For example, you could have a file named, say, “articles.txt” that contains a list of common articles, with one word per line, for easy processing in Unix. My own articles file (so far) contains just these four words:
a
an
some
the
–and so on, for a “conjunctions.txt” file and a “prepositions.txt” file. (The extension “.txt” isn’t needed in Unix for processing a text file, of course, but it sure makes things easier when you want to examine or work on one of those file in a GUI text editor, such as in TextEdit on the Mac.)
Additional refinements could include checking each word of input to see if it’s already in all caps. If so, the script could assume that that word is an acronym, and just pass that word through to the output unchanged. This would probably work well enough for most mechanization purposes.
Further refinements would include:
o Testing whether the word being processed is the first word of the title, and, if so, capitalize the first letter of the word (which you had already mentioned in your answer, Dave).
o Testing whether the word being processed is the last word of the title, and, if so, capitalize the first letter of the word.
Once a full shell script has been written and any gross errors removed, you’d want to have some simple test cases against which to test the finished script.

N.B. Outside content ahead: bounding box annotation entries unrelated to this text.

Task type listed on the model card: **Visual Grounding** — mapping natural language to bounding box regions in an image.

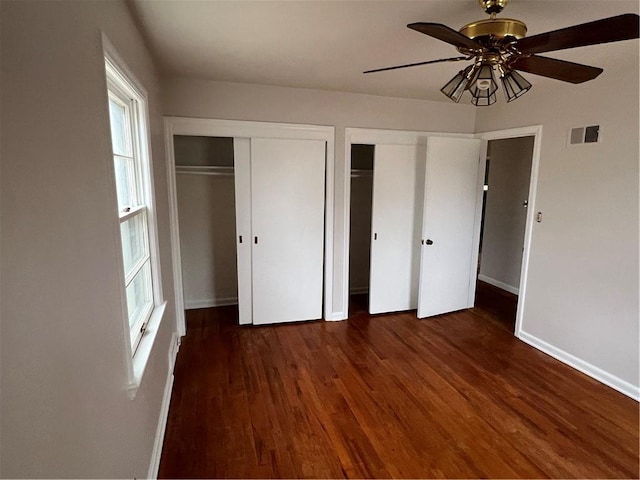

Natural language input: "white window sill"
[127,302,167,400]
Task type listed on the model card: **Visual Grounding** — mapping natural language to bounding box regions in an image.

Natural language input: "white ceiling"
[132,0,638,102]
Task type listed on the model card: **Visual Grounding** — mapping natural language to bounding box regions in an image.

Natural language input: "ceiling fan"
[363,0,640,106]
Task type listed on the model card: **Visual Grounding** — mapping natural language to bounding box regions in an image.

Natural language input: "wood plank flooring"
[159,290,639,478]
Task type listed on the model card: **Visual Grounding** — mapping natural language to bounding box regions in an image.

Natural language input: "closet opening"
[475,136,535,333]
[349,144,375,316]
[173,135,238,318]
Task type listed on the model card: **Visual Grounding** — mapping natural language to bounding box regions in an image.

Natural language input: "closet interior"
[349,144,375,311]
[173,135,238,310]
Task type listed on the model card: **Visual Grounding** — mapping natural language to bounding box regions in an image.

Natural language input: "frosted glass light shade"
[440,65,473,103]
[471,64,498,106]
[501,70,531,102]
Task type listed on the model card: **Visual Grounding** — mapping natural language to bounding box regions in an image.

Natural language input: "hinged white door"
[369,144,425,313]
[418,137,483,318]
[251,138,326,324]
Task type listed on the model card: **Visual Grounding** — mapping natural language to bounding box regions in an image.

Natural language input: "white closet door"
[418,138,482,318]
[233,138,253,325]
[369,144,425,313]
[251,139,325,324]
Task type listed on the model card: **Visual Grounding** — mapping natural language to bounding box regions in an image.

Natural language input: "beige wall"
[480,137,534,291]
[163,78,475,314]
[476,47,639,387]
[0,1,175,478]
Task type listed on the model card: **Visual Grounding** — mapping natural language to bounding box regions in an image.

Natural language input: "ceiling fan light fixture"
[471,63,498,106]
[471,90,498,107]
[440,65,475,103]
[500,70,531,102]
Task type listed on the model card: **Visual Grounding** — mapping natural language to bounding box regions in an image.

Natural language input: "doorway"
[476,136,535,333]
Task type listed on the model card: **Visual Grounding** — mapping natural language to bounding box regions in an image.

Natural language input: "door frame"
[342,127,478,320]
[164,117,335,336]
[475,125,542,338]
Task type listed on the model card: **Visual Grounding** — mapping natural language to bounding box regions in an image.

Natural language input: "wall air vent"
[569,125,600,145]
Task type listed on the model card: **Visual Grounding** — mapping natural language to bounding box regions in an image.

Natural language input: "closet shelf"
[176,165,233,176]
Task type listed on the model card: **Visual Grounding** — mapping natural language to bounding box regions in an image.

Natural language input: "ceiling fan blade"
[362,57,470,73]
[407,22,483,50]
[516,13,639,53]
[509,55,603,83]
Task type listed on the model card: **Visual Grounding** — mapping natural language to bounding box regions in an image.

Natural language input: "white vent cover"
[569,125,600,145]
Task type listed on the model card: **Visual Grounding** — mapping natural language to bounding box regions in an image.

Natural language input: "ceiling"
[131,0,638,102]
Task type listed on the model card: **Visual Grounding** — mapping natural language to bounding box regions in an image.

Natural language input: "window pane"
[113,155,134,212]
[127,261,153,333]
[109,99,131,155]
[120,211,148,276]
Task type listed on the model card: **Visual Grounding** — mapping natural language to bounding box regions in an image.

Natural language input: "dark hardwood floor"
[159,289,639,478]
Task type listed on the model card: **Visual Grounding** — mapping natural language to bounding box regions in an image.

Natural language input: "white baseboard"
[349,285,369,295]
[517,331,640,401]
[325,312,347,322]
[184,297,238,310]
[147,333,180,479]
[478,273,520,295]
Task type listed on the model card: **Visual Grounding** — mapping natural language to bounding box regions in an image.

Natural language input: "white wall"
[0,1,175,478]
[163,78,475,315]
[174,136,238,309]
[476,49,639,392]
[479,137,534,292]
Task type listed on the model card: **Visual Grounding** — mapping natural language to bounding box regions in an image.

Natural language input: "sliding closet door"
[233,138,253,325]
[418,138,482,318]
[369,144,425,313]
[251,139,325,324]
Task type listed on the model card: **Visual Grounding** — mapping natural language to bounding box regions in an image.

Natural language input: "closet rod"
[176,165,233,176]
[351,169,373,178]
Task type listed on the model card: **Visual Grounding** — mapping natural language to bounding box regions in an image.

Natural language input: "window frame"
[102,33,167,398]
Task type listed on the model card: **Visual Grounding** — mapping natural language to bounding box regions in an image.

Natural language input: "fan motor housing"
[460,18,527,40]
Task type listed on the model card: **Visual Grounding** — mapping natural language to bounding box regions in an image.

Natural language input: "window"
[105,39,165,374]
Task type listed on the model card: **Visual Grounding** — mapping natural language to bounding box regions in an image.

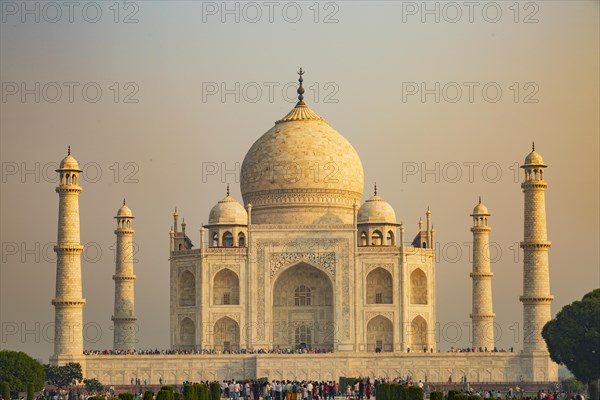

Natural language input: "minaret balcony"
[520,240,552,250]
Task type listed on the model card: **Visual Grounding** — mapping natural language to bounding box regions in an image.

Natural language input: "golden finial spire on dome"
[296,67,305,106]
[275,68,327,124]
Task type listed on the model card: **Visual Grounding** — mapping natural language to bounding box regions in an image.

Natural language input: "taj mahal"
[51,70,557,384]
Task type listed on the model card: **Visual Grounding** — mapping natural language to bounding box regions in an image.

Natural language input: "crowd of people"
[14,376,586,400]
[448,347,514,353]
[83,347,514,355]
[83,347,333,355]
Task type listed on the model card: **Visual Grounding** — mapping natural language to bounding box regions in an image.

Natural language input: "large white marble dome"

These test cases should include:
o At least one single-word title (to verify that the program logic works correctly when the first word of the title is also the last word)
o At least one two-word title (to verify the logic when there’s a first word and a last word, but no “middle” words in the title)

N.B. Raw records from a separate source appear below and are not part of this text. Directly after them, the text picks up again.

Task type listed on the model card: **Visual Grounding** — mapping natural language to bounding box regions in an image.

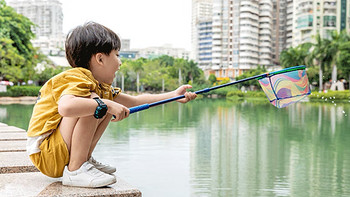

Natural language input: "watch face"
[94,105,108,119]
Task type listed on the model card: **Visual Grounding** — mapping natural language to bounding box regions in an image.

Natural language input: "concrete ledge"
[0,152,38,174]
[0,122,7,127]
[0,132,27,143]
[0,140,27,152]
[0,123,142,197]
[0,172,142,197]
[0,126,26,133]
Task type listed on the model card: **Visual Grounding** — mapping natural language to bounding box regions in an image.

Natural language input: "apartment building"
[133,44,190,60]
[7,0,65,55]
[190,0,213,64]
[192,0,350,79]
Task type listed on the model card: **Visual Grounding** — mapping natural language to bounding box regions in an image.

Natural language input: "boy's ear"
[95,53,103,64]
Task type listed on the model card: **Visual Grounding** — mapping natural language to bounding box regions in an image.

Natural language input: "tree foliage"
[117,55,206,91]
[0,0,40,82]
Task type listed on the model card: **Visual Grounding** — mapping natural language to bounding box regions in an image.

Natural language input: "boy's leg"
[60,112,112,171]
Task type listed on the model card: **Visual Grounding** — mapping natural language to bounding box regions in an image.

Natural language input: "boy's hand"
[103,99,130,122]
[175,85,197,103]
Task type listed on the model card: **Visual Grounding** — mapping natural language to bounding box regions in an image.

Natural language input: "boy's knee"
[90,92,99,99]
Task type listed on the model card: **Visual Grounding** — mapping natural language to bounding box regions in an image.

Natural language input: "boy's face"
[101,50,122,84]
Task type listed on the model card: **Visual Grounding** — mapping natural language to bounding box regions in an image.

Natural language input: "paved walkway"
[0,123,142,197]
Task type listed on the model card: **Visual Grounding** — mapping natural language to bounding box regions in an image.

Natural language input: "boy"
[27,22,196,187]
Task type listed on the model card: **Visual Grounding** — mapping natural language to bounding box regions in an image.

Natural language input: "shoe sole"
[62,179,117,188]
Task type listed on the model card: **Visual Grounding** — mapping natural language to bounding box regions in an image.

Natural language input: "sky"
[60,0,192,50]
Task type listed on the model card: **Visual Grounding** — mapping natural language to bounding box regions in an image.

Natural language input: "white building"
[7,0,65,55]
[191,0,213,62]
[133,44,190,60]
[192,0,275,79]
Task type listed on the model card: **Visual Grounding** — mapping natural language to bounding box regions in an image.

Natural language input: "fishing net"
[259,69,311,108]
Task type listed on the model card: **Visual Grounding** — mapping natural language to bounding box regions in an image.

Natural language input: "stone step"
[0,122,7,127]
[0,152,38,174]
[0,172,142,197]
[0,140,27,152]
[0,126,26,133]
[0,132,27,143]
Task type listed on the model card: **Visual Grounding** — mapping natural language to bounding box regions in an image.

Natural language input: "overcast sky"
[60,0,192,50]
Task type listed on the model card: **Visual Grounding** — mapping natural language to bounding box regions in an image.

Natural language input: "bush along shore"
[0,86,350,102]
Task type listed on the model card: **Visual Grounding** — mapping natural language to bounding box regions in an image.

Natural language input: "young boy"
[27,22,196,187]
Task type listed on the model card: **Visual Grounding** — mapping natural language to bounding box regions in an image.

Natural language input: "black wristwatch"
[94,97,108,119]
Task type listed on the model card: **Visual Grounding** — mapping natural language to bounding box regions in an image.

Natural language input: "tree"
[131,58,147,93]
[0,0,39,82]
[337,41,350,90]
[185,60,202,83]
[327,31,350,83]
[280,43,311,68]
[308,33,330,91]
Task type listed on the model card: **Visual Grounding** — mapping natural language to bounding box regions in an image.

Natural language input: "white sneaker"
[88,156,116,174]
[62,162,116,187]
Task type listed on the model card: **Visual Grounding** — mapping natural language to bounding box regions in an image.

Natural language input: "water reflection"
[191,103,350,196]
[0,99,350,197]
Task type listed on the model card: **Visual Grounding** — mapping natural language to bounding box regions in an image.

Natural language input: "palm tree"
[337,41,350,90]
[308,33,330,91]
[131,58,147,93]
[327,31,350,83]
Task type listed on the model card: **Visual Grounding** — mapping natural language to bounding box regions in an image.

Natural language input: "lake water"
[0,99,350,197]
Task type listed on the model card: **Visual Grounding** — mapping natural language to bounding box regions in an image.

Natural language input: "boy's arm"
[58,93,129,121]
[114,85,197,107]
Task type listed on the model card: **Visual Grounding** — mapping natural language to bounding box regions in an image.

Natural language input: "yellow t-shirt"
[27,67,121,137]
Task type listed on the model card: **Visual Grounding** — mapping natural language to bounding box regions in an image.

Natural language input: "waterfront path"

o At least several titles of three or more words each (to test the cases of first word, one or more middle words, last word)

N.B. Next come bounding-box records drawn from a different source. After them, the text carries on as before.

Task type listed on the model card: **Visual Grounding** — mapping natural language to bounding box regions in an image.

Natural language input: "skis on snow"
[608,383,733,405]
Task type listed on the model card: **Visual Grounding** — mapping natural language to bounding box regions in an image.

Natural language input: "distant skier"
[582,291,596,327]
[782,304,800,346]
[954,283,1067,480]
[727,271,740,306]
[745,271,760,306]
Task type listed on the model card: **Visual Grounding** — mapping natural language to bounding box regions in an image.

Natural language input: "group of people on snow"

o At least some titles that have acronyms in them; preferably some test cases with an acronym at the beginning of the title, at the end, and in the middle of the title
o Titles that, collectively, contain all parts of speech (these needn’t be all in the same title, as long as all of the different part-of-speech “cases” are covered)
o Etc.
Anyways, Dave, please keep up the great work with this site!
Bruce Brown
Macintosh Computer Consultant
Exactly.
(actually, wow. quite a response!)